Switzerland and the Call to Europe
As a teenager, I could never have imagined that I would spend more than half a decade living on the other side of the world. But in the summer of 2000 my father would take us on our first-ever trip to Europe, traversing the breadth of Switzerland before heading onto Vienna and Prague.
Just recently I discovered my photo albums from that trip, hidden away in the back of a bedside cupboard. Flipping open the pages triggered a sudden flood of vivid, half-forgotten memories.
I remember Luzern’s Kapellbrücke and my first bite of rösti, the crispy Swiss potato cake and national dish. I remember the road trip to the Valais, via the northern shore of Lake Geneva and the medieval town of Gruyères.

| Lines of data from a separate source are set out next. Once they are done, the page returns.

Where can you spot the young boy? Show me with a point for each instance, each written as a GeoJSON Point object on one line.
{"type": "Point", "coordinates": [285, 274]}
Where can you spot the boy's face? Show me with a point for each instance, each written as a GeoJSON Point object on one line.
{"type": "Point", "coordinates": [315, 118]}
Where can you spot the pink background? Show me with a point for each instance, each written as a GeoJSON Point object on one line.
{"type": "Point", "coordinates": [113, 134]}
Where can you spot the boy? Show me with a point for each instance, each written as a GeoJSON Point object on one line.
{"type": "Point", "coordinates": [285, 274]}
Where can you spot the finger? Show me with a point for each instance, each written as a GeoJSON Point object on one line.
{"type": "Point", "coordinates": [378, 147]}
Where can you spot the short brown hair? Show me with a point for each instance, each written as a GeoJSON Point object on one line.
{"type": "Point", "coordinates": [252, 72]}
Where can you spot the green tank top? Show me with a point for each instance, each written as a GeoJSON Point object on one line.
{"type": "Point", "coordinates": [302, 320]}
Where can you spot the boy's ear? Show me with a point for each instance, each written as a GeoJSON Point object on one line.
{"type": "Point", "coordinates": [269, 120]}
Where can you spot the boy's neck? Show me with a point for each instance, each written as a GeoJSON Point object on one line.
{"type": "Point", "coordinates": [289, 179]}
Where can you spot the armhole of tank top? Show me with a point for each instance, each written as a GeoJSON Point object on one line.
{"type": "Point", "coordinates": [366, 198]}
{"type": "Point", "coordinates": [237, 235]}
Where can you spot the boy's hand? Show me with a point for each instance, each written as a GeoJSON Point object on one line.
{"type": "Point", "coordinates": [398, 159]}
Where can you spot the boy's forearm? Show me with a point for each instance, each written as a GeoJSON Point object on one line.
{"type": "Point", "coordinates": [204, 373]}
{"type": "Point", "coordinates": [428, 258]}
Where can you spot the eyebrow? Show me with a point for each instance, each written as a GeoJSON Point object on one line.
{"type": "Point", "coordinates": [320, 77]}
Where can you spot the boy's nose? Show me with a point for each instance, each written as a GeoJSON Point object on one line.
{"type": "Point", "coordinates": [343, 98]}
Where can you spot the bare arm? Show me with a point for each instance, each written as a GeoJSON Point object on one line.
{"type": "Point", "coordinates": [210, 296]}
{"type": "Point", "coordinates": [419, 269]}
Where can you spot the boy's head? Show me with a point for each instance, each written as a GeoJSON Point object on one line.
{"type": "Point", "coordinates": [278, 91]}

In that region we saw the dogs at Great St. Bernard Pass, rode the cable car to Rothorn, and hiked through alpine meadows brimming with wildflowers. I’ll never forget the sensation of dipping my fingers into ice-cold meltwater, tinged a subtle shade of pastel blue.
Our visit was made even more special by a handful of my father’s old friends; with open arms they welcomed us into their homes, packed with no shortage of good food and laughter. On such an occasion we were introduced to three of our favourite things: tomato and mozzarella salad, seasoned with olive oil and fresh basil; the Lebanese dish of ruz wi dejaj; and the competitive, fast-moving game of Ligretto.
Looking back on it now, I can’t help but wonder if that European summer would influence my eventual decision to pack up and move to that part of the world.